Denn wir hatten in den letzten beiden Jahren dieselbe Musik gehört, im Internet konnte ich es nachlesen: Tag für Tag, Stunde für Stunde, Stück für Stück. Auf einer Website namens Last.fm hatte ich Christian unter 25 Millionen weltweit verstreuten Kandidaten als den einen Menschen ermittelt, dessen Musikgeschmack meinem eigenen am ähnlichsten ist, bis in die letzten Verwinkelungen hinein. Seit Anfang 2007 hatte ich dort nach meinem Alter Ego gefahndet, die Algorithmen dieser Internetseite machten es möglich.

Gesucht hatte ich allerdings auch schon vorher, weniger systematisch, fast mein Leben lang: seit ich mir mit zehn Jahren meine erste Beatles-Platte gekauft hatte (bei Hertie für zehn D-Mark). Ganze Nachmittage lang hörten meine Grundschulkumpel und ich sie immer wieder an, grenzenlos begeistert. Umso erstaunter waren wir, dass es außerhalb unseres Zirkels Leute gab, die diese Begeisterung kein bisschen teilten. Wie konnte das sein? Warum mag der eine dies und die andere das? In der Teenagerzeit wurden diese Fragen drängender, die Musik stiftete und spaltete Freundschaften, später inspirierte sie Liebesgefühle oder weckte leise Zweifel an der Angebeteten (Lionel Richie?). Es war immer wieder dasselbe Thema, in etlichen Variationen: Kann, darf, soll man Menschen nach ihrer Lieblingsmusik beurteilen?
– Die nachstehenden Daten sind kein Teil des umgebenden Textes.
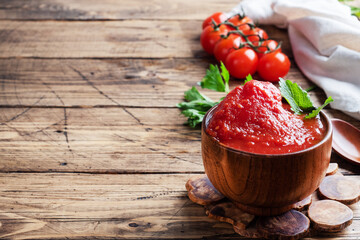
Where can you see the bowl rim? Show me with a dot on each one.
(329, 132)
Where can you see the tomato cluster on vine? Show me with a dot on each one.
(243, 47)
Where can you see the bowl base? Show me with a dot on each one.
(259, 211)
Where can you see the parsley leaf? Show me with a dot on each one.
(215, 80)
(194, 116)
(200, 105)
(193, 94)
(315, 112)
(298, 99)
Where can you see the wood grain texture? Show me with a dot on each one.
(125, 82)
(110, 206)
(97, 140)
(330, 216)
(109, 39)
(341, 189)
(112, 9)
(115, 10)
(201, 191)
(102, 140)
(256, 182)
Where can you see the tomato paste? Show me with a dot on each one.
(252, 118)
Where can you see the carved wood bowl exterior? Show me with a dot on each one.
(265, 184)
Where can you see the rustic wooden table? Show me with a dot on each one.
(92, 145)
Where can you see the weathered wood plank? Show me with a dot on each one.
(125, 82)
(107, 39)
(108, 206)
(100, 140)
(97, 140)
(115, 10)
(112, 9)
Eine brauchbare Antwort fand ich nie. Inzwischen weiß ich immerhin, dass auch Soziologen, Psychologen, Musikologen noch an der Beantwortung dieser Frage arbeiten, in den letzten Jahren, aus guten Gründen, intensiver denn je: Noch nie gab es so viele Musikrichtungen, noch nie war Musik aller Art so leicht zugänglich.
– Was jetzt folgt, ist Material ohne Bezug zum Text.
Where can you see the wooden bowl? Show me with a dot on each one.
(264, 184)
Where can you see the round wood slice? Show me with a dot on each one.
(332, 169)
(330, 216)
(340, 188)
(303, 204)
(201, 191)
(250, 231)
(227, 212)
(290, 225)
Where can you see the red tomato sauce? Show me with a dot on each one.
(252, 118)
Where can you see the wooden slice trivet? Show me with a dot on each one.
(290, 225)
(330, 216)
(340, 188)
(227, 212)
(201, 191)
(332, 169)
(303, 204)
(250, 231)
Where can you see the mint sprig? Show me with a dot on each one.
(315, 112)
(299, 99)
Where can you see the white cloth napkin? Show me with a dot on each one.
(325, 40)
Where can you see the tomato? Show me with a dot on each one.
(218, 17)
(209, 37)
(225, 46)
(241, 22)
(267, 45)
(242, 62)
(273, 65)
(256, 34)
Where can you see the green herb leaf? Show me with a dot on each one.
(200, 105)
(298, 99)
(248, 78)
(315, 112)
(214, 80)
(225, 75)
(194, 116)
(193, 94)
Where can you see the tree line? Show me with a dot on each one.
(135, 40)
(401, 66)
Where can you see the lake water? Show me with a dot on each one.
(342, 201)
Mit der Suche nach meinem Doppelgänger wollte ich einer Antwort auf meine Kindheitsfrage näherkommen. Um ihn zu finden, unternahm ich eine Expedition in die Zukunft der Musik.

Last.fm war für meine Suche wie geschaffen, dort dreht sich alles um den Geschmack einzelner Hörer. Es ist eine Art Internetradio, ein treffenderes Bild aber wäre: eine Klangbibliothek, in der die gesamte Musik der Menschheit Platz findet und in der Millionen Leute stöbern, Stücke anhören, Empfehlungen austauschen – und sich dabei gelegentlich kennenlernen.
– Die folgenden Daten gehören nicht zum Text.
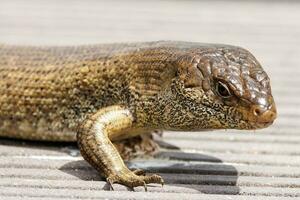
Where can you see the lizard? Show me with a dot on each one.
(101, 94)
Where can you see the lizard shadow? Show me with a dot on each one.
(193, 171)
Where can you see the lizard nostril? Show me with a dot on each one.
(261, 114)
(257, 112)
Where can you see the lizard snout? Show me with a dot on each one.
(264, 114)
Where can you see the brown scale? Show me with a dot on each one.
(122, 92)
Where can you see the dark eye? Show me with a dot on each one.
(222, 90)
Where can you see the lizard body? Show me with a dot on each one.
(107, 93)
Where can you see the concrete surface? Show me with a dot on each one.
(262, 164)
Zu etwas Neuem, auch Unheimlichem, wird Last.fm durch ein Verfahren namens Scrobbling: Jeder Musiktitel, den die (kostenlos) registrierten Benutzer auf ihren Computern und MP3-Playern hören, wird auf dem Zentralrechner in London gespeichert. Jeder Benutzer bekommt von Last.fm eine eigene Seite, auf der alles Gehörte dargestellt wird, sortiert nach den am häufigsten gespielten Stücken. Erkennt Last.fm Parallelen zwischen zwei Hörern, stellt es sie einander als sogenannte Nachbarn vor, wenn sie Gefallen aneinander finden, können sie sich zu "Freunden" erklären. Dieses simple Prinzip – ermöglicht durch reichlich komplizierte Technik – verändert derzeit nicht nur die Musikwelt, sondern auch viele Menschen. Ich habe es erlebt.

Zur systematischen Erforschung – oder Ausspähung – der Vorlieben von Millionen Menschen sind Musikdateien perfekt geeignet. Es trifft sich, dass Musik nach landläufiger Meinung besser als alle anderen Kunstformen imstande ist, das tiefste Innere des Menschen zu berühren und zu offenbaren. Sie rührt an verborgene Gefühle, existenzielle Erfahrungen, wenn man so will: die Seele. Nichts ist persönlicher als der Musikgeschmack.

Umso erstaunlicher eigentlich, dass so viele ihren Musikgeschmack, Stück für Stück, bei Last.fm freiwillig zum öffentlichen Gut machen. Wie die meisten Benutzer verstecke ich mich bei Last.fm zwar hinter einem Pseudonym, trotzdem lasse ich dort die ganze Menschheit in meine Seele gucken.